= Saolta University Health Care Group =

Hospital group in ireland

The Saolta University Health Care Group (Grúpa Cúram Sláinte Ollscoile Saolta) is one of the hospital groups established by the Health Service Executive in Ireland.

==History==
The grouping of hospitals was announced by Ireland's then Minister for Health, Dr. James Reilly, T.D., in May 2013, as part of a restructure of Irish public hospitals and a goal of delivering better patient care. The Group was given responsibility for the following hospitals:

- University Hospital Galway
- Letterkenny University Hospital
- Mayo University Hospital
- Merlin Park University Hospital
- Portiuncula University Hospital
- Roscommon University Hospital
- Sligo University Hospital

In 2014, the Group, which had initially been known as the West / North West Hospitals Group, became Saolta University Health Care Group.

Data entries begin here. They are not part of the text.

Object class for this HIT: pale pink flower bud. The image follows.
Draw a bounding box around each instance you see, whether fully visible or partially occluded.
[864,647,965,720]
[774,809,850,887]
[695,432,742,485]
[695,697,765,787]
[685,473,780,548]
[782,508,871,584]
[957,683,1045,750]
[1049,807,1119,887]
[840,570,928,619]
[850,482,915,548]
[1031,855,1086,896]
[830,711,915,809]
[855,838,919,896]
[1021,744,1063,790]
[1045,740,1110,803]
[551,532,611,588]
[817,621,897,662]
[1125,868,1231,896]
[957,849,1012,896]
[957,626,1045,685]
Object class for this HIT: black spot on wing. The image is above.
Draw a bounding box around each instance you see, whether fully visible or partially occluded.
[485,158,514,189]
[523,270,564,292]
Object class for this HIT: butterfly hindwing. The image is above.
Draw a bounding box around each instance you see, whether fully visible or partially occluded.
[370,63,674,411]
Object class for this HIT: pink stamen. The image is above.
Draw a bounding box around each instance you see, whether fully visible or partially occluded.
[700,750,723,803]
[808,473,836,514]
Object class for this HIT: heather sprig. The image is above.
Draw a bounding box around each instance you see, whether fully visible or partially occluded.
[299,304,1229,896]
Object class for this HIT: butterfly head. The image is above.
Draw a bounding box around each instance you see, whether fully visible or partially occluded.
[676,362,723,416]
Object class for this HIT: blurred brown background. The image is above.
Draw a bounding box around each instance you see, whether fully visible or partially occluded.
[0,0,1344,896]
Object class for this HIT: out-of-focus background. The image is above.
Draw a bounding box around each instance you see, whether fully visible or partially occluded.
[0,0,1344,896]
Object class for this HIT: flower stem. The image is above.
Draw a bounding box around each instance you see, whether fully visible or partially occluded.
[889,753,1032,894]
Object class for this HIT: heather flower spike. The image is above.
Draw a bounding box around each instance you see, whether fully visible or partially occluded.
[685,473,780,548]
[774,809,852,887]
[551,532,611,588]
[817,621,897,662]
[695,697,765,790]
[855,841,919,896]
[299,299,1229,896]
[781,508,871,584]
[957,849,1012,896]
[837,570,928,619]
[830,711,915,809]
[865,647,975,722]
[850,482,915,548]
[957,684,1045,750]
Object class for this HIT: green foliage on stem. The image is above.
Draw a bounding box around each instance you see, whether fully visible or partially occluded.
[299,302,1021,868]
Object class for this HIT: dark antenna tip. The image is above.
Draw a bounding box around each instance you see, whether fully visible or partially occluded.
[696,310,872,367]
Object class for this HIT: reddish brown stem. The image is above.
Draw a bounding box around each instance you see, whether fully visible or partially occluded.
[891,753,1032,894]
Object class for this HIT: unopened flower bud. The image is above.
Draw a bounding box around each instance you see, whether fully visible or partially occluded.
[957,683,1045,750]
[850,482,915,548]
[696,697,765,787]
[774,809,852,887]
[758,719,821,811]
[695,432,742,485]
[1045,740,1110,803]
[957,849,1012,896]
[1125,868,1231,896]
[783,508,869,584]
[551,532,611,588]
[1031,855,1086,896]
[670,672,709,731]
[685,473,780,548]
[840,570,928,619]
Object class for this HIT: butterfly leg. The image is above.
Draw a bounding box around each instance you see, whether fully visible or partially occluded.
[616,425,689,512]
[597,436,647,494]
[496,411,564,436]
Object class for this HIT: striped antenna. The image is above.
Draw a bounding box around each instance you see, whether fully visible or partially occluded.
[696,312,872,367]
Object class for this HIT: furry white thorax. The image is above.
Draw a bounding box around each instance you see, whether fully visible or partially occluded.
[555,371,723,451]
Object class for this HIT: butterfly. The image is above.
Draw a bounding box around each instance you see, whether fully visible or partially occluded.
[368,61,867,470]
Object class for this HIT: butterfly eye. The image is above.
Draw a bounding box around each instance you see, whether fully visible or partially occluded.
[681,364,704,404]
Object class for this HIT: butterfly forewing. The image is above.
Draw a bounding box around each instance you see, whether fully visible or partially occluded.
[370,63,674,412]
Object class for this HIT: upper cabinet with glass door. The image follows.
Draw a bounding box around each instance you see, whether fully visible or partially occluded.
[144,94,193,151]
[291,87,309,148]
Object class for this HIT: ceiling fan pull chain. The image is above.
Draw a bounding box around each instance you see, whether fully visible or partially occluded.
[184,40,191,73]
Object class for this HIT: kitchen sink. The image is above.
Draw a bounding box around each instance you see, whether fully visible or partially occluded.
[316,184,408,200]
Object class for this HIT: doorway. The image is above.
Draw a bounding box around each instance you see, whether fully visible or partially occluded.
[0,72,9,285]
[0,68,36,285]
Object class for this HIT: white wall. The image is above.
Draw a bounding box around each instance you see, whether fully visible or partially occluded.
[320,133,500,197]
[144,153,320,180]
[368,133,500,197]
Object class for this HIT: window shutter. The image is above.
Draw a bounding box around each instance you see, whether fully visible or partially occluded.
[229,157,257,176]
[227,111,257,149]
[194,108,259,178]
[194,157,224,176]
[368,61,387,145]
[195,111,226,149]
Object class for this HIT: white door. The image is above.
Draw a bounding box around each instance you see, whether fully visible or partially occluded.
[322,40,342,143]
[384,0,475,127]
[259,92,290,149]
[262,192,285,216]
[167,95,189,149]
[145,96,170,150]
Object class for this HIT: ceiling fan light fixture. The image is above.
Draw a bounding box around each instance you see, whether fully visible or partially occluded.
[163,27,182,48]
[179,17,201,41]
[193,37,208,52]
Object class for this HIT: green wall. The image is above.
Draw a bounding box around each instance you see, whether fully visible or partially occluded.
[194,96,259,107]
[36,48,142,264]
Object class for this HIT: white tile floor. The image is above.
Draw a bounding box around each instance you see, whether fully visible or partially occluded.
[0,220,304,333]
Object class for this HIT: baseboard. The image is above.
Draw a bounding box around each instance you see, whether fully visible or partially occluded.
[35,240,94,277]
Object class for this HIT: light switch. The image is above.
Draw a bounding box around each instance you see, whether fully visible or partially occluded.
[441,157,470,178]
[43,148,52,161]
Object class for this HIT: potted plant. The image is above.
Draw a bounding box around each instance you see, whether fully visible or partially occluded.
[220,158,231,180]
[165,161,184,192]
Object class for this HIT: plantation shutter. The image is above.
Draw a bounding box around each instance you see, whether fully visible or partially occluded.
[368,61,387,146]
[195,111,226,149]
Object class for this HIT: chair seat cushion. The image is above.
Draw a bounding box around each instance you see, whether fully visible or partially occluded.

In 2016 Bill Maher, Chief Executive of Saolta University Health Care Group, was the subject of an internal audit revealing potential conflict of interest at the time of his appointment leading to the award of contracts without tendering worth approximately €340,000 to Northgate, an organisation Maher held a consulting contract with at the same time. At the time he was also in receipt of top-up payments from St. Vincent's Healthcare Group, and an allowance for working in Galway.

==Services==
The Group is headed by a Chief Executive, who is accountable to the National Director for Acute Services in the Health Service Executive, and is responsibility for delivering inpatient care, emergency care, maternity services, outpatient care and diagnostic services at its designated hospitals. The Group’s designated cancer centre is University Hospital Galway with a satellite centre in Letterkenny University Hospital. The Group's academic partner is NUI Galway.